Observers say that for grocers to get the most out of the whitening category, they must recognize that these products can be very profitable and provide a strong shelf presence. Like the specialty oral care subset, observers note that retailers that have created a whitening section within the oral care department have fared well. Displays, floor stands and endcaps, when combined with timely promotions, will also drive sales.

“We do a lot of retailer specific marketing,” says Edell. “We come in and during periods of advertising try to work with retailers to get displays into their stores, tying in co-op advertising to drive business.”

Edell says Plus White benefits consumers even more because of its price-point, typically between $7 and $12, versus $19.99 up to $40 for some of the higher-priced kits. Not surprisingly, private label whitening products have also fared well during these recessionary times. According to the SymphonyIRI Group, private label is the third leading brand of bleaching/whitening products. Other SymphonyIRI Group categories in which private label oral care products have been successful include mouthwash, dental accessories, dental floss and manual toothbrushes.

Whether branded or private label, it is important that retailers offer high-quality products that perform as promised. Duff Lewis, senior director of marketing for Grand Rapids, Mich.-based Ranir, maker of private label oral care products, says quality is a key factor in determining consumers’ perception, particularly with private label.

“Beyond good, quality products, it is important for retailers to partner with manufacturers who provide excellent customer service,” says Lewis. “In addition, these companies will provide retailers with new and innovative products, assist in maximizing their oral care planogram sales and profitability through product mix, pricing product placement and promotional programs.”

Working together

Part of the innovation consumers are seeking includes oral care systems in which floss, toothpaste, toothbrush and mouthwash all work together to maximize oral health. Many of the national brands have developed product bundles such as Cincinnati-based Procter & Gamble’s Crest and Oral-B Pro-Health line.

“P&G is unique in that it is the only oral care company that competes in all the major forms,” says Kevin Kelley, P&G oral care category sales manager. “To help drive sales in the smaller household penetration categories like rinse and floss, P&G creates regimens that offer enhanced consumer benefits when used together that retailers can feature with strong merchandising support.”

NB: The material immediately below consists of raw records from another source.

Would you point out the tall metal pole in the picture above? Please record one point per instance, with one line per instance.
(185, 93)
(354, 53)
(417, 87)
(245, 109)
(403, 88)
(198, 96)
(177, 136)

In July, Crest launched its third regimen line with Crest Complete. The property includes an array of products led by two new toothpastes, Crest Complete Deep Clean and Crest Complete Dual Blast. The later features a new technology to eliminate food odors for fresher breath.

Dr. Fresh understands that innovation is one of the most critical requirements in order to keep the oral care category relevant with consumers. Puneet Nanda, president and CEO of the Buena Park, Calif.-based company, says new product development is the company’s top priority.

“At Dr. Fresh, we bank our success on being ahead of the curve in terms of offering the consumer new and better ways to practice superior oral care,” says Nanda. “We also listen very carefully to retailer feedback to move quickly to respond to turns and we are always working with retailers to develop in-store programs and promotions.”

A product line that Dr. Fresh is continually updating is toothbrushes; specifically its FireFly line of light-up timer manual toothbrushes for kids. Additions to the line include Looney Tunes Tweety Bird, Batman, Superman and the Original FireFly with Suction Cup. Batman and Barbie rotary toothbrushes are also being introduced and will incorporate the proprietary FireFly light-up technology. In addition, Nanda says the new line of Sonic+Guard toothbrushes in the Batman and Barbie models have been thus far been well-received by retailers.